Abstract

A unique Brazilian sample of a carbonado, displaying unusually large amount of diamond clasts merged within a fine-grained diamond matrix, has been studied by Secondary Ion Mass Spectrometry (SIMS), Scanning Electron Microscopy (SEM) and Transmission Electron Microscopy (TEM) on Focused Ion Beam (FIB)-extracted foils. We found for the first time in the diamond clasts (stage-1) micrometer to nanometer-sized inclusions of augite, ilmenite and phlogopite (all Fe-rich). Inclusions of metallic phases (Fe, Ti, Cr, Al and alloys of Fe-Cr, Al-Cr, Al-Fe Cr) described in worldwide carbonado occur in the studied sample exclusively within the fine-grained matrix (stage-2). The carbon isotopic composition of the diamond clasts and the fine-grained matrix falls within the range −27 ‰ to −32 ‰, like worldwide carbonado. The iron-rich silicate-oxide assemblage isolated inside clasts points to an initial growth of that diamond from mafic-rock minerals under oxidizing conditions ( f O 2 > IW).
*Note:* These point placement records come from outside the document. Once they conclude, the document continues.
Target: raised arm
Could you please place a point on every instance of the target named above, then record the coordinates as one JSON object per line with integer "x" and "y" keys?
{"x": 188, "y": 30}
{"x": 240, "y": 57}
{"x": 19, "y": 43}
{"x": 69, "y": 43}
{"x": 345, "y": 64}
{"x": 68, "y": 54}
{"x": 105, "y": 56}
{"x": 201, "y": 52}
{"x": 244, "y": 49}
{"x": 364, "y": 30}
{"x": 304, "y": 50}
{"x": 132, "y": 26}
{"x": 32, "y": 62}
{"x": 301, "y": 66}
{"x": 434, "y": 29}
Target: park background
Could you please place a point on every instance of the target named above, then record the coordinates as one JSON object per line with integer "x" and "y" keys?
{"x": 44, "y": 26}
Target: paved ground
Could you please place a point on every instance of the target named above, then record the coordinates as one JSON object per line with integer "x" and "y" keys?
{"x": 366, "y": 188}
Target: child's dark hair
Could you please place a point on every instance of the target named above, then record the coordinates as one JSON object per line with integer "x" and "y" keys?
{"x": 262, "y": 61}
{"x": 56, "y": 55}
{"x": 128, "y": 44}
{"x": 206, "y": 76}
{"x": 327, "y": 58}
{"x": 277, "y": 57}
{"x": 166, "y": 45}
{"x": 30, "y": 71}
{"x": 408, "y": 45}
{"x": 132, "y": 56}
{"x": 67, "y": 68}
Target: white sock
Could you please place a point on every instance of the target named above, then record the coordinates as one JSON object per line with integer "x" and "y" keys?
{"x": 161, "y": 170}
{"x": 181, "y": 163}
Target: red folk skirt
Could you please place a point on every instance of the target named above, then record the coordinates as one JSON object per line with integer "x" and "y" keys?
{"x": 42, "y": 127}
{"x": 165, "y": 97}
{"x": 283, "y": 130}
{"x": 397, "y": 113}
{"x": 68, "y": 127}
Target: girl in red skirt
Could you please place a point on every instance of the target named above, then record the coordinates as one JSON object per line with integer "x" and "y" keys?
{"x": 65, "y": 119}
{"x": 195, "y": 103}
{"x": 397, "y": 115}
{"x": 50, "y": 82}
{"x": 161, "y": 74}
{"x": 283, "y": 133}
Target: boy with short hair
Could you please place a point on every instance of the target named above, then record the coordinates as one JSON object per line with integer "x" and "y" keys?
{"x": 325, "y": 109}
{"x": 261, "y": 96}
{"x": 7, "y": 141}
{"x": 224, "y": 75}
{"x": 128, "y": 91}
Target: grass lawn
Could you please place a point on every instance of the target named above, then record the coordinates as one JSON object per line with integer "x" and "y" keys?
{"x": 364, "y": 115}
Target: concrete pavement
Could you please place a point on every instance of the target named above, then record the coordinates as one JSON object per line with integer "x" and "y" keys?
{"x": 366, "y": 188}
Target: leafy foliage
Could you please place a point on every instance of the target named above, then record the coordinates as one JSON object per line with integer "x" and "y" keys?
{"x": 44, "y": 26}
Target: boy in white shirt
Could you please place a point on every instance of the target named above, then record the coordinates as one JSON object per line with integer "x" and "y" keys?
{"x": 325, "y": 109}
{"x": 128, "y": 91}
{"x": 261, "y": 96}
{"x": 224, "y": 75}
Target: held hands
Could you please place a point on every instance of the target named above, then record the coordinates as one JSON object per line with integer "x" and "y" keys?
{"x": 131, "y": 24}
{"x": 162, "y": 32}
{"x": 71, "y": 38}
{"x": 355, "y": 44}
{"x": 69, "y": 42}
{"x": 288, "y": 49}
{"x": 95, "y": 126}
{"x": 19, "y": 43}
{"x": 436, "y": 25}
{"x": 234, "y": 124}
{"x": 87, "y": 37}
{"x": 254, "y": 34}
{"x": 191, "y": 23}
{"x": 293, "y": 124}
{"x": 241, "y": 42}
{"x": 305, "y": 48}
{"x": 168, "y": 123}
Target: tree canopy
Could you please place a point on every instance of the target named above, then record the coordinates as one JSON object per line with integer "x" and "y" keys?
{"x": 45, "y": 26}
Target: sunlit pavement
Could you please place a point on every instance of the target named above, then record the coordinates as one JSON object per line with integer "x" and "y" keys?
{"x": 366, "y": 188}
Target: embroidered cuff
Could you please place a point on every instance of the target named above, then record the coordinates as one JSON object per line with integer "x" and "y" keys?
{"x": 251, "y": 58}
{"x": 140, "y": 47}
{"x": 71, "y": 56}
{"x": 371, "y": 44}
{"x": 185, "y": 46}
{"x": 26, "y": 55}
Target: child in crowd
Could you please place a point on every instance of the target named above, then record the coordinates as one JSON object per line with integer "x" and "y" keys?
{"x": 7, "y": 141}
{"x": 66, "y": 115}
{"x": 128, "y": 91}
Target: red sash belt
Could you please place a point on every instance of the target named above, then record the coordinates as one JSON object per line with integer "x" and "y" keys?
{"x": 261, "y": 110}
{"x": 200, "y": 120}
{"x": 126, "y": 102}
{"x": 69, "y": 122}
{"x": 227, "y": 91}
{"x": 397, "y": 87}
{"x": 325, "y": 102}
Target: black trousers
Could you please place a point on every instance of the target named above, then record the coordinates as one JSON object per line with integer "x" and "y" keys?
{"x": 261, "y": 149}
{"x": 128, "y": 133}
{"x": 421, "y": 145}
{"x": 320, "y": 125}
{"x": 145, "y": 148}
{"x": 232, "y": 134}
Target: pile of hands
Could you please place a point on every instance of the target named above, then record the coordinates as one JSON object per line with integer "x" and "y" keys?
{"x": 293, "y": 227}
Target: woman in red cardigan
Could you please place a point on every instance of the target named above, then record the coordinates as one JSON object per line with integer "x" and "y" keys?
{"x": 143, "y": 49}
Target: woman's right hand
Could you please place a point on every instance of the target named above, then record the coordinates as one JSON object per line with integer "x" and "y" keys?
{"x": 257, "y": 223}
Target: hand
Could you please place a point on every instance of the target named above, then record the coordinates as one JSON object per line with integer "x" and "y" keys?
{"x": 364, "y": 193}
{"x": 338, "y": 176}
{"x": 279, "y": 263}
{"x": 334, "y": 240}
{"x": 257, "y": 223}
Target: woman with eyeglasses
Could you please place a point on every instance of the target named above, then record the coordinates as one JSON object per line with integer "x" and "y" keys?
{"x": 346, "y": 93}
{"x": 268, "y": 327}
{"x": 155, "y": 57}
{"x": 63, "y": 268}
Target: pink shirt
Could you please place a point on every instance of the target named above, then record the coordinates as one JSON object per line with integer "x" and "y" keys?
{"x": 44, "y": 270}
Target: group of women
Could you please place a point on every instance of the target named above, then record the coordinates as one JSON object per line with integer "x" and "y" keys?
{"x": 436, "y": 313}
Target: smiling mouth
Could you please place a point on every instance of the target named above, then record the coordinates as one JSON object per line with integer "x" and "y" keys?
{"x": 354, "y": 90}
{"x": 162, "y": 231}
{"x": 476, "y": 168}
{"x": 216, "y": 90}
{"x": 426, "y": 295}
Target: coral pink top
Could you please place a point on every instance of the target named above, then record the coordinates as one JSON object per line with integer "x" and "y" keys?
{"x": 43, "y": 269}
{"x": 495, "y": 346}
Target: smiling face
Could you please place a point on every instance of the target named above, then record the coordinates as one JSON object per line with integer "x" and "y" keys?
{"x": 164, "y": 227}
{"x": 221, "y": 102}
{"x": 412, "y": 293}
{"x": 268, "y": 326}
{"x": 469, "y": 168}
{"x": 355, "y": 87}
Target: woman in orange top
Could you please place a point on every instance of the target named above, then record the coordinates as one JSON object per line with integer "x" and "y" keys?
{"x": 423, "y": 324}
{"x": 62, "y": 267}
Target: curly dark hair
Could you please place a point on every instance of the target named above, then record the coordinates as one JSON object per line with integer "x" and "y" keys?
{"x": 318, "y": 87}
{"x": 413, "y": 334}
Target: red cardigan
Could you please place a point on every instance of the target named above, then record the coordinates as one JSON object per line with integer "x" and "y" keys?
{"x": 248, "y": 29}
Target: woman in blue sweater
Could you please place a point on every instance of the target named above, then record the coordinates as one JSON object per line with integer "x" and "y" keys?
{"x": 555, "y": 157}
On the other hand metallic phases within the fine-grained matrix indicate an oxygen fugacity drop of at least 15 log units. This change in redox conditions is coeval with a deformation event under shearing stress at upper-mantle depth. During this metamorphic event, stage-1 diamonds were broken giving rise to the stage-2 fine-grained matrix, and syngenetic oxide inclusions were reduced to their metallic elements. This unique sample sheds new light on early 1970s hypotheses that interpreted carbonado as a high-pressure product from prograde metamorphism of crustal mafic rocks.